GSC 6214-210 ABb: a 15 Jupiter Mass Orbiting a Binary Stellar System at 330 AU

An ALMA Constraint on the GSC 6214-210 B Circum-Substellar Accretion Disk Mass

Authors:

Bowler et al

Abstract:

We present Atacama Large Millimeter/submillimeter Array (ALMA) observations of GSC 6214-210 A and B, a solar-mass member of the 5-10 Myr Upper Scorpius association with a 15 ± 2 Mjup companion orbiting at ≈330 AU (2.2").
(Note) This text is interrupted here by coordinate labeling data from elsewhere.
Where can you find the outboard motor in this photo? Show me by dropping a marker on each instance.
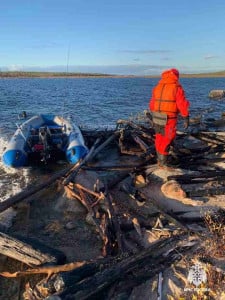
(44, 138)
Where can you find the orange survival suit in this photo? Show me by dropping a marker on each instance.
(168, 98)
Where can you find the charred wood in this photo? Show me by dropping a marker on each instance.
(28, 251)
(92, 286)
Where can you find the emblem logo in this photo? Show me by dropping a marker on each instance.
(197, 275)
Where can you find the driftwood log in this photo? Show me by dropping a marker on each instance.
(30, 252)
(150, 261)
(29, 191)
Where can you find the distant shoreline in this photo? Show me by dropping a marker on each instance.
(18, 74)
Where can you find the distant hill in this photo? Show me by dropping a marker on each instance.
(20, 74)
(212, 74)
Previous photometry and spectroscopy spanning 0.3-5 μm revealed optical and thermal excess as well as strong Hα and Pa~β emission originating from a circum-substellar accretion disk around GSC 6214-210 B, making it the lowest mass companion with unambiguous evidence of a subdisk. Despite ALMA's unprecedented sensitivity and angular resolution, neither component was detected in our 880 μm (341 GHz) continuum observations down to a 3-σ limit of 0.22 mJy/beam. The corresponding constraints on the dust mass and total mass are less than 0.15 Mearth and less than 0.05 Mjup, respectively, or less than 0.003% and less than 0.3% of the mass of GSC 6214-210 B itself assuming a 100:1 gas-to-dust ratio and characteristic dust temperature of 10-20 K. If the host star possesses a putative circum-stellar disk then at most it is a meager 0.0015% of the primary mass, implying that giant planet formation has certainly ceased in this system. Considering these limits and its current accretion rate, GSC 6214-210 B appears to be at the end stages of assembly and is not expected to gain any appreciable mass over the next few Myr.